Не было больше вокруг тех бескрайних полей - льняных, шелковистых с синими «звездами» васильков, по которым она так тосковала. Не было и других - пшеничных, со стройными вытянутыми стеблями, в соцветиях которых укрывшись в кожистой чешуе прятались спелые молочные зерна.
Вокруг, насколько хватало взора, и справа, и слева от дороги виднелась одна только голая пустошь – сорная, пыльная и дикая.  В такую траву не упадешь, не раскинешь в разброс руки, лицом не уткнешься, ни радость не выплеснешь, ни слезы не выплачешь.
Колко и больно.
Одно только и радовало, и веселило сердце Ирины, перекидывая незримый мостик из настоящего в прошлое, – это сладкие и душистые соцветия красного клевера, собранные в бархатистые помпоны, каждый из которых состоял из множества, подобно органу, трубочек. Вот только наполнены эти трубочки были не воздухом, а сладким нектаром.
Ира оторвала розовый помпон клевера от стебля и поднесла к губам, но не его розовую обветренную макушку, а противоположный вырванный из чашелистиков белый кончик.
- Сладко. Медом пахнет, - улыбнулась она, втягивая в себя душистый секрет.
- Да, - вздохнула Валентина, - было время. Жива была деревня. А теперь никому не нужна. Посмотри вокруг, - с болью, с отчаянием, глядя куда-то вдаль, произнесла она вдруг. - Повсюду хаос, дикость и запустение.
Ира молчала. Да и что могла она ответить на это?

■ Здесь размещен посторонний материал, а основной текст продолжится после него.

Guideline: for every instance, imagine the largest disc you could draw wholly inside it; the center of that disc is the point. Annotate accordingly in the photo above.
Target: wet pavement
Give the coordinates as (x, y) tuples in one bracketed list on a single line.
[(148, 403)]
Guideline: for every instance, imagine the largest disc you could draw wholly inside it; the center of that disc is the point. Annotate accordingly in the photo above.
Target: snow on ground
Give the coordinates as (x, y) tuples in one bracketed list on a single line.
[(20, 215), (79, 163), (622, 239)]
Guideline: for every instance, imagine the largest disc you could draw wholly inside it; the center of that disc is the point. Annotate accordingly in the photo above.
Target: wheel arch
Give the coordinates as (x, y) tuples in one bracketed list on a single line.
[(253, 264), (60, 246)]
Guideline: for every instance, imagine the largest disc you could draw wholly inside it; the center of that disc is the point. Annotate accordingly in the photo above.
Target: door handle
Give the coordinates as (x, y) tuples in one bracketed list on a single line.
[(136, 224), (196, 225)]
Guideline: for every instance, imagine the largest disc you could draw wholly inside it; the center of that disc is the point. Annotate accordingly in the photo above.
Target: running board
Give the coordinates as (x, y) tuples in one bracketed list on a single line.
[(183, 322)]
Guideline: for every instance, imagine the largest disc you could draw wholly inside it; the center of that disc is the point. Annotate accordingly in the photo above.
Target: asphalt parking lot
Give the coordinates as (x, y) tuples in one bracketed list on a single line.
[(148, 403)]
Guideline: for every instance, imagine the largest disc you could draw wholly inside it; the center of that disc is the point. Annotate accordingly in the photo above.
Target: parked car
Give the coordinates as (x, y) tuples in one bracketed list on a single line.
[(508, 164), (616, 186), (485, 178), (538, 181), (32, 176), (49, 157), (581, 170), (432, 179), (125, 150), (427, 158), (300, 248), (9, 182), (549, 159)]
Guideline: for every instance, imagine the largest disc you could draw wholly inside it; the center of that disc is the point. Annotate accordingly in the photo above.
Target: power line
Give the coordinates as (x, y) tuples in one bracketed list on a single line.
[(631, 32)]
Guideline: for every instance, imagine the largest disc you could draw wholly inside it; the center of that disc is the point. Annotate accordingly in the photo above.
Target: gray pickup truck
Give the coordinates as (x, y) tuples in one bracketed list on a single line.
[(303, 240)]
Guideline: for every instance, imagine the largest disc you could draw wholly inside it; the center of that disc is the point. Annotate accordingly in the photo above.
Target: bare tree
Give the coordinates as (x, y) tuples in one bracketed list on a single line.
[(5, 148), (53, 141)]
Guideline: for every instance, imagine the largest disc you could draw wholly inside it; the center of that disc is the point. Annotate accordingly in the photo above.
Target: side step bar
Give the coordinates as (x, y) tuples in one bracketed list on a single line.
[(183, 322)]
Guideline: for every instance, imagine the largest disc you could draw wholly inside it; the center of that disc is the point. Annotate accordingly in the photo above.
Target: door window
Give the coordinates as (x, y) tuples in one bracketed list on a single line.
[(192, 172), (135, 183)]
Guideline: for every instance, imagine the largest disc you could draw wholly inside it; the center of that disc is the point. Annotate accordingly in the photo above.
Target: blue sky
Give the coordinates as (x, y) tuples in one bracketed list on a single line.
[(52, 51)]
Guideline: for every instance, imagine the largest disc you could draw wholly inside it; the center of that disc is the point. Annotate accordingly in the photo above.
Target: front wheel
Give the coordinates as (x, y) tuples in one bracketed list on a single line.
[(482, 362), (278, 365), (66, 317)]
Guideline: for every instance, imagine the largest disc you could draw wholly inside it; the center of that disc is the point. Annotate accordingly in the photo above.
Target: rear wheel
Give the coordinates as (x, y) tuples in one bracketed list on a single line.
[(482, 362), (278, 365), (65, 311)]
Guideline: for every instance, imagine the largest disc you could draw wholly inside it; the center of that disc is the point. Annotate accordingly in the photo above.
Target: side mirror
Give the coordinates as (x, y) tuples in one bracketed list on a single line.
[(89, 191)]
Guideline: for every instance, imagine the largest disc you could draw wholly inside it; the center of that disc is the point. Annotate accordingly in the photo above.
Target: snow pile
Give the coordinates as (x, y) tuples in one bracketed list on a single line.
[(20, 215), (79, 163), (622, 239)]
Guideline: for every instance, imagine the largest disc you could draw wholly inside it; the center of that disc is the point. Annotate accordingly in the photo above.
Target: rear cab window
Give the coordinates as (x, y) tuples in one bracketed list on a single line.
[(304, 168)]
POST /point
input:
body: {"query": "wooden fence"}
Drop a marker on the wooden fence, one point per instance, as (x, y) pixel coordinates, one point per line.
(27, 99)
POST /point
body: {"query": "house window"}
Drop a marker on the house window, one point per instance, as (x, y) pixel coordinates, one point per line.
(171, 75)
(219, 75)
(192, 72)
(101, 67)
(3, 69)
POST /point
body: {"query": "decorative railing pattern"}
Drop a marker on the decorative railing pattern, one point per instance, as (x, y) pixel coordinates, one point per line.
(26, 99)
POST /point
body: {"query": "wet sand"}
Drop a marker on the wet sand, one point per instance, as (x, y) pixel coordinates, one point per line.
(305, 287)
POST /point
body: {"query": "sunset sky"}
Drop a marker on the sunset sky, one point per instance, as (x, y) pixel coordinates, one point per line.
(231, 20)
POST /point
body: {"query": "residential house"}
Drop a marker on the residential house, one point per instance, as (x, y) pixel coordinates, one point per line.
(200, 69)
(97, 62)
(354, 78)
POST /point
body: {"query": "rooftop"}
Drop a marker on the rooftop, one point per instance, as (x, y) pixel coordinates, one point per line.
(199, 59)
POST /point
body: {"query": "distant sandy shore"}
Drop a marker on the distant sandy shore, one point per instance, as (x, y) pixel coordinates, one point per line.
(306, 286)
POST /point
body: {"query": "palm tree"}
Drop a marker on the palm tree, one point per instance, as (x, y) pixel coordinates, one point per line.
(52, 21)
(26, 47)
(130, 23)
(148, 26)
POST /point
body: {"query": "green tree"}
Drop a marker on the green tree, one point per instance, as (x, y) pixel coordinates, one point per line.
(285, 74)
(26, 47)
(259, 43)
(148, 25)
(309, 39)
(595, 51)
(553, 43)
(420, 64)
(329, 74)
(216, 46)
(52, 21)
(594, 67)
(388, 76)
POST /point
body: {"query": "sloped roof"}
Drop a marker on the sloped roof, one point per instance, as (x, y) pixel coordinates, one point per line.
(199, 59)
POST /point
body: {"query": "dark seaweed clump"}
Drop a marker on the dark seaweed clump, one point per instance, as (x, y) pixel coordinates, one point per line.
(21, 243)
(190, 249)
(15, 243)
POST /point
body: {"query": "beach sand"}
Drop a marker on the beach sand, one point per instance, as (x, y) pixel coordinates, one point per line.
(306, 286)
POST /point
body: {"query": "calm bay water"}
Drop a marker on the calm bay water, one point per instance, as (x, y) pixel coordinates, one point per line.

- Посмотри, - Валя сорвала какое-то рослое, ветвистое растение, смяла его и резко отбросила в сторону, - кругом одни сорняки.
И в самом деле.
Сорняки, захватив огромные территории, дулись, лохматились и лопушились на жирной и плодородной почве в свое полное удовольствие, вытянувшись в человеческий рост.
- А знаешь, кто теперь всех этих полей хозяин? –  Валя снова обратилась к Ире, но сама же и ответила: - Один местный спекулянт, только теперь он – предпринимателем называется. Кабанов разводит. Мясом на местном рынке торгует.  Для них, для кабанчиков его все эти сорняки и растут. Гуляют в этих сорняках его хряки, жирок нагуливают.
Ира невольно напряглась. Встреча с вепрем ничего хорошего не сулила.
- Не бойся, - успокоила ее Валя, - днем они все в загоне, - она махнула рукой в сторону высокого забора, - а вечером здесь, - кивнула она головой, - на выгуле.

                ***
- Ой! Никак Валюша? Приехала?! Слава богу, - услышали они со стороны старого вросшего почти самые окна дома глухой старческий голос. И вдруг с лавочки, опираясь на костыль, поднялась старуха и направилась им навстречу: – А это кто? – перевела она взгляд с Валентины на Иру и приветливо кивнула: - Здрасьте.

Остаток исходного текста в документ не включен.